終演
ネストは後方から状況を判断していた。
大斧の方は、フィリップとシャーリーのコンビが上手いこと連携して対処している。
確かに相手は格上だが、敵同士の連携はお粗末。厄介なのはウェポンイーター持ちと、その後ろに控えている魔術タイプのシャドウだ。
ウェポンイーターは、常にバイスに粘着していて魔法を撃ち込む隙がなく、魔術タイプは、後方から魔法でちょっかいを出してくる。
グラウンドベイトの範囲内ならバイスに魔法攻撃も集中するはずだが、敵の攻撃を引き付けられていないということは、スキル効果の範囲外なのだ。
(もう少し戦線を前に出せれば……。私への攻撃は避ければいい。けど、シャロンとニーナは守らないと……)

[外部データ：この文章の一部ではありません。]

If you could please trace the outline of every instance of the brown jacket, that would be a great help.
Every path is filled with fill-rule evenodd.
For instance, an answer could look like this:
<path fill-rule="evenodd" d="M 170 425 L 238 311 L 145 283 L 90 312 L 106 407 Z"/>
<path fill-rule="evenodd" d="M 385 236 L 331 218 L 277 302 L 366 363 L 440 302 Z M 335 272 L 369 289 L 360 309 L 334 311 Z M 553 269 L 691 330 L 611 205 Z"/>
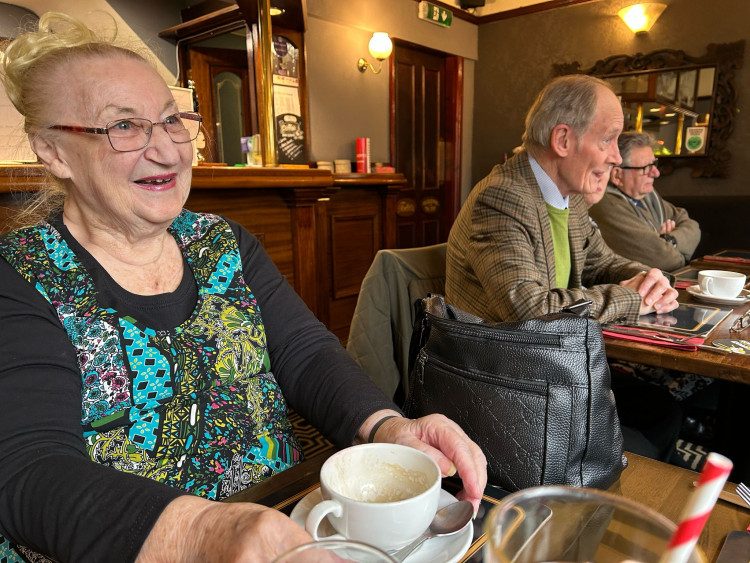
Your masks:
<path fill-rule="evenodd" d="M 645 209 L 637 209 L 620 190 L 608 186 L 607 193 L 589 210 L 589 215 L 599 225 L 606 243 L 618 254 L 661 270 L 681 268 L 690 261 L 701 240 L 698 222 L 656 192 L 641 201 Z M 675 229 L 669 234 L 677 246 L 659 236 L 659 229 L 667 219 L 675 222 Z"/>
<path fill-rule="evenodd" d="M 635 320 L 640 296 L 616 284 L 647 268 L 609 249 L 579 195 L 570 198 L 568 238 L 569 287 L 556 288 L 547 207 L 528 156 L 519 153 L 474 187 L 456 218 L 448 238 L 447 300 L 488 320 L 516 321 L 584 298 L 602 322 Z"/>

ネストは防御に徹していて、思うように攻撃魔法が撃てずにいた。
「【火炎柱】」
突如ネストの足元に魔法陣が浮かび上がると、その場所に大きな火柱が出現する。
火炎柱は、ピラー系の中で最も殺傷能力が高い魔法。
その中に囚われようものなら体は焼かれ、例え炎に耐性を持っていても酸欠で窒息してしまうだろう。
だが、ネストはそれを待っていた。
(今なら炎の柱で、相手からはシャロン達の位置が見えないはず! 半端な攻撃であれば、炎の柱が盾代わりにもなる)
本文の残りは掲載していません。